Thanks to massive publicity about the subject, computer users are now widely concerned that their machines might be infected with "spyware" programs. These applications monitor users’ activities and perhaps transmit to a hacker the users’ passwords and other confidential information. But many Web sites that claim to “scan your computer” to detect spyware are, in fact, spreading spyware themselves.
In one of the latest examples, the U.S. Federal Trade Commission announced on Mar. 11 that Spyware Assassin, a $29.95 program sold by MaxTheatre Inc., was promoted by bogus pop-up windows. These windows falsely claimed, "You have dangerous spyware virus infections on your computer. Click OK to install the latest free update to fix these errors."

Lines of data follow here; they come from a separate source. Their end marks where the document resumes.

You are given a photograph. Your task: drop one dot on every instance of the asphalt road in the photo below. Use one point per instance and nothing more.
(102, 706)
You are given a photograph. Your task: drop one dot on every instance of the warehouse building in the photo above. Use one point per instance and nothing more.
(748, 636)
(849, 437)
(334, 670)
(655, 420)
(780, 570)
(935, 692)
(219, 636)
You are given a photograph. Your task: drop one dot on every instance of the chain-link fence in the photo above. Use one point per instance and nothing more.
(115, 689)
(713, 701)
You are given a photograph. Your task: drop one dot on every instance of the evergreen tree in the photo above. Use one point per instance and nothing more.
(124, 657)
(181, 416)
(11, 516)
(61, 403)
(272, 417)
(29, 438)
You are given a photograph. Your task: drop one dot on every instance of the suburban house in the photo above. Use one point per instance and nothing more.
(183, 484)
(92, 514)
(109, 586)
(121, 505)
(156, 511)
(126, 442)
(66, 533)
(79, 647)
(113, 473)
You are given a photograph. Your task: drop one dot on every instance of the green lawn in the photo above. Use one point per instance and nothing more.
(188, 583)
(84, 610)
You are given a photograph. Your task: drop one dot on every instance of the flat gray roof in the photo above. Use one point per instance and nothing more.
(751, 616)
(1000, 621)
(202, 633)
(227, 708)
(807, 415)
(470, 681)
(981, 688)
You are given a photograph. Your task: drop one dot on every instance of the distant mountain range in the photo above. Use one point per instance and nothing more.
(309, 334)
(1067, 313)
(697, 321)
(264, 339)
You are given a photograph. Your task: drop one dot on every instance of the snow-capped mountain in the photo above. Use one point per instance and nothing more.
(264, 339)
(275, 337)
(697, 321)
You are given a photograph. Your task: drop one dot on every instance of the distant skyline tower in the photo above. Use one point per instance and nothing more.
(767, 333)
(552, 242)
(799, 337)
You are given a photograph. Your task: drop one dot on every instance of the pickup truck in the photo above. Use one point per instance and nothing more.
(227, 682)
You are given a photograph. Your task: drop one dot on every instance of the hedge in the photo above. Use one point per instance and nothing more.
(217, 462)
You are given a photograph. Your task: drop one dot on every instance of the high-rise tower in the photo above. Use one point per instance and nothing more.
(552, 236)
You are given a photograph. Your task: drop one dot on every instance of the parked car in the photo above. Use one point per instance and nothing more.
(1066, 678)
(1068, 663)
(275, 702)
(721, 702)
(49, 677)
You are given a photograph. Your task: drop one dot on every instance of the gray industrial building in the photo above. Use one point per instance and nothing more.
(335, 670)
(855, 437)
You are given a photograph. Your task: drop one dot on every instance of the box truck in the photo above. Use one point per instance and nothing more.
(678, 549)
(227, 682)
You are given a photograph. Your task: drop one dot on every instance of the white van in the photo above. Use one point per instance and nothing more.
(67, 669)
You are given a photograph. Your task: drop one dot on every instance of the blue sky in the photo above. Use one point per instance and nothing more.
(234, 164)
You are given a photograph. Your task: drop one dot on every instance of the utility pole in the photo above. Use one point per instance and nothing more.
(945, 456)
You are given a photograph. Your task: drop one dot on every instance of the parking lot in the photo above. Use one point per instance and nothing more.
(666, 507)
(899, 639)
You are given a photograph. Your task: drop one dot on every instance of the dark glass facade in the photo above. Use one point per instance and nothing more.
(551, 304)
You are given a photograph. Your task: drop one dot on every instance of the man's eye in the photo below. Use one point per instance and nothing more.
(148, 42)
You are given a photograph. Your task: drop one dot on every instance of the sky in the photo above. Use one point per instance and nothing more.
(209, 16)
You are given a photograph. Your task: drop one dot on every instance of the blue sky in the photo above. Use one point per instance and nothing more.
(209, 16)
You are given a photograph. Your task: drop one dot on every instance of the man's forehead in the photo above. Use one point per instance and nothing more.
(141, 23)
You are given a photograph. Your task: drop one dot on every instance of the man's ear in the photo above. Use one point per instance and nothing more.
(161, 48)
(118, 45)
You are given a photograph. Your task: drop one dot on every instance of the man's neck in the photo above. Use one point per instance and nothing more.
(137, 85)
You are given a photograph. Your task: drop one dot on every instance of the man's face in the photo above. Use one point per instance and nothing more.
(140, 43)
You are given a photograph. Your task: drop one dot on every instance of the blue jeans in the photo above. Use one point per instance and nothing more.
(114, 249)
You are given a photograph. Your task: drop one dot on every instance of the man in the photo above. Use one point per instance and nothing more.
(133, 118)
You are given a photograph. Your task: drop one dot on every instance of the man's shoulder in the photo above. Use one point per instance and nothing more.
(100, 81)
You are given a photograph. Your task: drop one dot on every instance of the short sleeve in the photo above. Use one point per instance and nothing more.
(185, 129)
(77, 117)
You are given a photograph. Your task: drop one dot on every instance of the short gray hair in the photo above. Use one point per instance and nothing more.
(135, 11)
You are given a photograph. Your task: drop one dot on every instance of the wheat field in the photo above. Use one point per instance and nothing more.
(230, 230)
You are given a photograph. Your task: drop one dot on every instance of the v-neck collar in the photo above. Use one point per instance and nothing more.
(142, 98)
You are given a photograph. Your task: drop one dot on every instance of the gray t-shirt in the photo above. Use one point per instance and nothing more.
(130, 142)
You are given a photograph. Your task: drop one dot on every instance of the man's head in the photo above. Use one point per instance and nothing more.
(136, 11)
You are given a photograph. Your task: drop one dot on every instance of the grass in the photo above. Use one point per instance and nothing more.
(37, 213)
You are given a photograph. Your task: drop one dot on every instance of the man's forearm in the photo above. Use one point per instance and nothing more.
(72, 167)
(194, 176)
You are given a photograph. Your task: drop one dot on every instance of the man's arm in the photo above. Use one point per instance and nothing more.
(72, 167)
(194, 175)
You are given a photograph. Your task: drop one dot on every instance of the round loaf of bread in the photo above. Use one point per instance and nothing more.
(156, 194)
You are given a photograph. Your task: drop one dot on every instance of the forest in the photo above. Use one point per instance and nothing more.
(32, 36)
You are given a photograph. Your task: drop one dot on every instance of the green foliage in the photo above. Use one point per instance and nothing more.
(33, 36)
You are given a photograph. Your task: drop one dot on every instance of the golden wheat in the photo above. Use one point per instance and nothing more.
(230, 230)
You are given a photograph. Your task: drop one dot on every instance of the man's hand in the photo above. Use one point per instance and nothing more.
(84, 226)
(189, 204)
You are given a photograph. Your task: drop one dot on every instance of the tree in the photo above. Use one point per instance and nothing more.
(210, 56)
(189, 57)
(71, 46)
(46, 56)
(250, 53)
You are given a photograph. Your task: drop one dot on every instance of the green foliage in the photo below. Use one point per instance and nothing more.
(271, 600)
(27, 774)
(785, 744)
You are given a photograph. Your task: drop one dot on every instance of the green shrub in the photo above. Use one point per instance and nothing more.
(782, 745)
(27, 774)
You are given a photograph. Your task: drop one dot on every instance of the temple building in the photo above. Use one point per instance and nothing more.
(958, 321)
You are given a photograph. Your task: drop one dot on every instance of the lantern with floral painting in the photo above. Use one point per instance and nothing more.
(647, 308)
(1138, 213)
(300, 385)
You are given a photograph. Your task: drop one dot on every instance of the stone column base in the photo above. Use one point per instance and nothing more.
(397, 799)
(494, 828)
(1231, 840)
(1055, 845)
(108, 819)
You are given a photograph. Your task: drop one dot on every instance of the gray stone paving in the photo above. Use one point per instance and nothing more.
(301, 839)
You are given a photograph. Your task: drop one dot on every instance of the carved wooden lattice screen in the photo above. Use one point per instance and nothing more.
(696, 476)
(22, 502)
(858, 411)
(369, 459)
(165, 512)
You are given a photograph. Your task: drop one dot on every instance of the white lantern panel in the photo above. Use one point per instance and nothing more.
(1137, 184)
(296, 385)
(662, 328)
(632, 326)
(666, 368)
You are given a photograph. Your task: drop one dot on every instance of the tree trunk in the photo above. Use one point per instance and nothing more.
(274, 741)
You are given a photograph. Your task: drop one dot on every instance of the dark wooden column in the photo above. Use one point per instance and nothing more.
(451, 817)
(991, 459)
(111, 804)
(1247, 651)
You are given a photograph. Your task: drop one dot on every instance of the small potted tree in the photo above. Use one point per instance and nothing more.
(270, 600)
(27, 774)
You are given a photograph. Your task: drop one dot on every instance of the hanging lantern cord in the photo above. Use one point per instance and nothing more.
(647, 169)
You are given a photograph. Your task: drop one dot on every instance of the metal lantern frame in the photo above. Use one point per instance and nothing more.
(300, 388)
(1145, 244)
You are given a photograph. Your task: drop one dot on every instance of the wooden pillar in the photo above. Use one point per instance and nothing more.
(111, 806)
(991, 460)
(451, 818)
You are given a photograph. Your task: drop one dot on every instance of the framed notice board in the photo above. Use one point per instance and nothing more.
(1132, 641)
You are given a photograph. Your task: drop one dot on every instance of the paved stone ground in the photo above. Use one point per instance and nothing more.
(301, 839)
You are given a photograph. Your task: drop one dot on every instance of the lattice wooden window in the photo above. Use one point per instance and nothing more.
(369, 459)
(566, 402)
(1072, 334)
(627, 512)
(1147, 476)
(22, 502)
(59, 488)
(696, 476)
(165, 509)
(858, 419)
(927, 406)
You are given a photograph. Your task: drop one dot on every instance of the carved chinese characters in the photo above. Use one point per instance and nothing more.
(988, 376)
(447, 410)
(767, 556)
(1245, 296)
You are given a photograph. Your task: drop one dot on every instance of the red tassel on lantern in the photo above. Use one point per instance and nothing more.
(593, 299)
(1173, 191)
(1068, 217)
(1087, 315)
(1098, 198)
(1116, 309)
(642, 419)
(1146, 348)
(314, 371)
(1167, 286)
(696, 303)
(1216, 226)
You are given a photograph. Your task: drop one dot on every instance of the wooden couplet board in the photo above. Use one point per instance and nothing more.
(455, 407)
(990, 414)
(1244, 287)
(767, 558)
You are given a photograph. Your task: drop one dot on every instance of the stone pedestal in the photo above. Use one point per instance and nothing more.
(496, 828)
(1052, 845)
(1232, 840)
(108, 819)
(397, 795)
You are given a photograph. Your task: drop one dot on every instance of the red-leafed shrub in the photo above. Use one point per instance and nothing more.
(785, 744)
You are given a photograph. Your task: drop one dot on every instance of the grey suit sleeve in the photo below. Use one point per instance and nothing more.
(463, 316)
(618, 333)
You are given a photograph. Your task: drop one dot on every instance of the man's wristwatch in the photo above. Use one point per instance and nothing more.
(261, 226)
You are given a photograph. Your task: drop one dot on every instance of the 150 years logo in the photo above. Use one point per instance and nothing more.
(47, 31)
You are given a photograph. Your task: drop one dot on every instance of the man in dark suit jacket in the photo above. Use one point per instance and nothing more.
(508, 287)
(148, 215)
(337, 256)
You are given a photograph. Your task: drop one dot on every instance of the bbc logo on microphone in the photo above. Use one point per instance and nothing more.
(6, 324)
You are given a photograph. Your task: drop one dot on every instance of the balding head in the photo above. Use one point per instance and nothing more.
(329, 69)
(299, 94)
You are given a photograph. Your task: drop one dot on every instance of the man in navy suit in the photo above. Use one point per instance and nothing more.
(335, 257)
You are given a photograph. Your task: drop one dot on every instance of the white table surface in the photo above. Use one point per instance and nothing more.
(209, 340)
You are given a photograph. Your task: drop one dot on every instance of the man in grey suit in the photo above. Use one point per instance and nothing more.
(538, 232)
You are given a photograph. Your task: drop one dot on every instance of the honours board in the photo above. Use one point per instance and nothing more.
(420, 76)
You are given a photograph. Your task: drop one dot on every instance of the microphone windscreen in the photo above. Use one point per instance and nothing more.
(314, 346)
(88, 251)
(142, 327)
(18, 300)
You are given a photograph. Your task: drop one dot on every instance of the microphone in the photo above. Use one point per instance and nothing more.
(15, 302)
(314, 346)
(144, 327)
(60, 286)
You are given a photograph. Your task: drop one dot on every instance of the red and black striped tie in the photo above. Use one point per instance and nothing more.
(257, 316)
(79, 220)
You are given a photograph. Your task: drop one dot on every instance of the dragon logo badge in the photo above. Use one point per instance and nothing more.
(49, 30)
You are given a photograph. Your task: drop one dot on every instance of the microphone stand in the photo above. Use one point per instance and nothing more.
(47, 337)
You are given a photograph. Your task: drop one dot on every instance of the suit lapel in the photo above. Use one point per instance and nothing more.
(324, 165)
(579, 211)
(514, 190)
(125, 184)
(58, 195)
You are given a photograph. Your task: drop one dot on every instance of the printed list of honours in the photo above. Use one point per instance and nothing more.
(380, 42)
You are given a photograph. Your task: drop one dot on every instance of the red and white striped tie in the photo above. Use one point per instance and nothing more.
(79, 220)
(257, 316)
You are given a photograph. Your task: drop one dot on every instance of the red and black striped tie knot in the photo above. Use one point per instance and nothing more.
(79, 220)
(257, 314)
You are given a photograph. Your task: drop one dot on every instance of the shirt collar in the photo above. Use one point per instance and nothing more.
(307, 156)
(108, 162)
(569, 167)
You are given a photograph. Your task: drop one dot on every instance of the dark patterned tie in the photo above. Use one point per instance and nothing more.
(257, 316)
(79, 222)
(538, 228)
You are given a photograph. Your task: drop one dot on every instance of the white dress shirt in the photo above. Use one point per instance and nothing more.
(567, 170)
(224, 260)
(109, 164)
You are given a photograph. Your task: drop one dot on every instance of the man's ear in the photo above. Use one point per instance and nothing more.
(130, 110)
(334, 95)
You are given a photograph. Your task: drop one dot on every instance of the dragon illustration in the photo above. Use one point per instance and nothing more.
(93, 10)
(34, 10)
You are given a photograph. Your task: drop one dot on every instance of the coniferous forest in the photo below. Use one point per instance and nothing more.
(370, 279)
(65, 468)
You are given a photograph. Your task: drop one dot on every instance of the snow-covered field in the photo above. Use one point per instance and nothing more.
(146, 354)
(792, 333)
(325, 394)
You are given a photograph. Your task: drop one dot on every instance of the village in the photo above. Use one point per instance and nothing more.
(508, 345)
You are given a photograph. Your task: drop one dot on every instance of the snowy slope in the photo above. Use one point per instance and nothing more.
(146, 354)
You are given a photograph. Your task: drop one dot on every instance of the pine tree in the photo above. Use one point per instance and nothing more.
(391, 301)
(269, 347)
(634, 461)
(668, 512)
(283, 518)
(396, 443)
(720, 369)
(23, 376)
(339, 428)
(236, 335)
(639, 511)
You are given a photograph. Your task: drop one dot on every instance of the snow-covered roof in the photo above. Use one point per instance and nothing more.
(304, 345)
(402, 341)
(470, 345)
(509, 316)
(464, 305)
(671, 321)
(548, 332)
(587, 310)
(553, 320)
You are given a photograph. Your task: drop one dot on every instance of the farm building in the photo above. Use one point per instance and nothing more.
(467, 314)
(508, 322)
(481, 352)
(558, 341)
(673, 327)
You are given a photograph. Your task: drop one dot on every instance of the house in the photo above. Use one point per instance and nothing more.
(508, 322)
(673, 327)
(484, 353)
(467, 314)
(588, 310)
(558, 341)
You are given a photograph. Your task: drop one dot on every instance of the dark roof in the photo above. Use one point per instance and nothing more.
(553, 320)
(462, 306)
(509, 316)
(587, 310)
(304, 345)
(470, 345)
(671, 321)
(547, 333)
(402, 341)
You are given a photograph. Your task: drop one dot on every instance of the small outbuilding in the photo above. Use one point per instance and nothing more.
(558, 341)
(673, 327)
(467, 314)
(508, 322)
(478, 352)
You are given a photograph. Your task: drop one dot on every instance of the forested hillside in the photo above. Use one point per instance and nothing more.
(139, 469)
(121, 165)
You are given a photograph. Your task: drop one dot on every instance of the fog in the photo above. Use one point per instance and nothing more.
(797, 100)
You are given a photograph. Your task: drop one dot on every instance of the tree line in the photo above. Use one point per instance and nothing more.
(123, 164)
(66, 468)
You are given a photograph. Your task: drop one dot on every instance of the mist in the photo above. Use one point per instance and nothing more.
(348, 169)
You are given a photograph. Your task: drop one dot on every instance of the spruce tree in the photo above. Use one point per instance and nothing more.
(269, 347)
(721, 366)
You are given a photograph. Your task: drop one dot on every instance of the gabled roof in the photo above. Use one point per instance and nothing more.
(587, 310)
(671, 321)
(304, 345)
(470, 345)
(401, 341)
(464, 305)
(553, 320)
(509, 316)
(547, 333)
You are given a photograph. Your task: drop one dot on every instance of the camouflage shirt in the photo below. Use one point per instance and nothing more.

The FTC said that if a computer user clicked OK, a phony "local scan" then reported that spyware has been found, displaying a phony list of supposedly infected files and folders. Both the original message and the "local scan" reported problems even if the computer was free from infections, the FTC said.
The federal agency persuaded the U.S. District Court in Spokane, Wash., where MaxTheatre is based, to issue a temporary restraining order. The site is now shut down.
This kind of scam is now so common on the Web that it’s generating its own macabre jokes. One wag suggested in a Slashdot posting that, if the FTC really got serious, we’d soon see the following story:
- "The Federal Trade Commission has shut down Microsoft, alleging the company participated in fraudulent practices with its Windows and Office software, which purportedly gave the illusion of an operating system and/or increased productivity at work, even though no improvement was done and in most cases, the user machine would stop working correctly after a day. The company’s site then offered the user a $30 product to enhance security, which the commission reports ‘didn’t do a thing.’“
All kidding aside, the number of bogus programs that now pose as "antispyware" applications is enormous and still growing.